AUTHOR=Maksimov Andrei , Diesmann Markus , van Albada Sacha J. TITLE=Criteria on Balance, Stability, and Excitability in Cortical Networks for Constraining Computational Models JOURNAL=Frontiers in Computational Neuroscience VOLUME=12 YEAR=2018 URL=https://www.frontiersin.org/journals/computational-neuroscience/articles/10.3389/fncom.2018.00044 DOI=10.3389/fncom.2018.00044 ISSN=1662-5188 ABSTRACT=

During ongoing and Up state activity, cortical circuits manifest a set of dynamical features that are conserved across these states.

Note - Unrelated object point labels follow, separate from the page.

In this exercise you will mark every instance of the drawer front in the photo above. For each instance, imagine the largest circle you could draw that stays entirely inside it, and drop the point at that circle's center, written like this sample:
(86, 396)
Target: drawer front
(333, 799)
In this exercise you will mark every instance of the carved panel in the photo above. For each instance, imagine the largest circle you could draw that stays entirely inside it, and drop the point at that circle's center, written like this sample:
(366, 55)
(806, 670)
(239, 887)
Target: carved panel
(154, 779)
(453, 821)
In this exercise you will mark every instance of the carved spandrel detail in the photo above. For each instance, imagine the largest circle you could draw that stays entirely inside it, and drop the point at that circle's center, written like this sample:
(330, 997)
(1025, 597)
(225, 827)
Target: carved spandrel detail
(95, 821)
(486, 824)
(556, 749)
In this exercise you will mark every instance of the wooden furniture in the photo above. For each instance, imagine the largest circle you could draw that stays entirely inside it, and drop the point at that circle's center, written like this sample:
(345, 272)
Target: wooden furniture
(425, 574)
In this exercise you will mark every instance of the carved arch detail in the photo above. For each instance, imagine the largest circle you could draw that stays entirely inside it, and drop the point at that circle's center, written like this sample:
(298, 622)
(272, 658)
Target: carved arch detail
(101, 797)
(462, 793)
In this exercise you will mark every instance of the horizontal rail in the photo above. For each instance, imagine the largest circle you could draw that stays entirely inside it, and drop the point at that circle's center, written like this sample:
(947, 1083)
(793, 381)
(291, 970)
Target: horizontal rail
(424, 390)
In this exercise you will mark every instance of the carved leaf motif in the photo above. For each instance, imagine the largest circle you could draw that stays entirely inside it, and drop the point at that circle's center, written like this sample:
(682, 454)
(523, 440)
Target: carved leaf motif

The present work systematizes these phenomena by three notions: excitability, the ability to sustain activity without external input; balance, precise coordination of excitatory and inhibitory neuronal inputs; and stability, maintenance of activity at a steady level. Slice preparations exhibiting Up states demonstrate that balanced activity can be maintained by small local circuits. While computational models of cortical circuits have included different combinations of excitability, balance, and stability, they have done so without a systematic quantitative comparison with experimental data. Our study provides quantitative criteria for this purpose, by analyzing in-vitro and in-vivo neuronal activity and characterizing the dynamics on the neuronal and population levels. The criteria are defined with a tolerance that allows for differences between experiments, yet are sufficient to capture commonalities between persistently depolarized cortical network states and to help validate computational models of cortex. As test cases for the derived set of criteria, we analyze three widely used models of cortical circuits and find that each model possesses some of the experimentally observed features, but none satisfies all criteria simultaneously, showing that the criteria are able to identify weak spots in computational models. The criteria described here form a starting point for the systematic validation of cortical neuronal network models, which will help improve the reliability of future models, and render them better building blocks for larger models of the brain.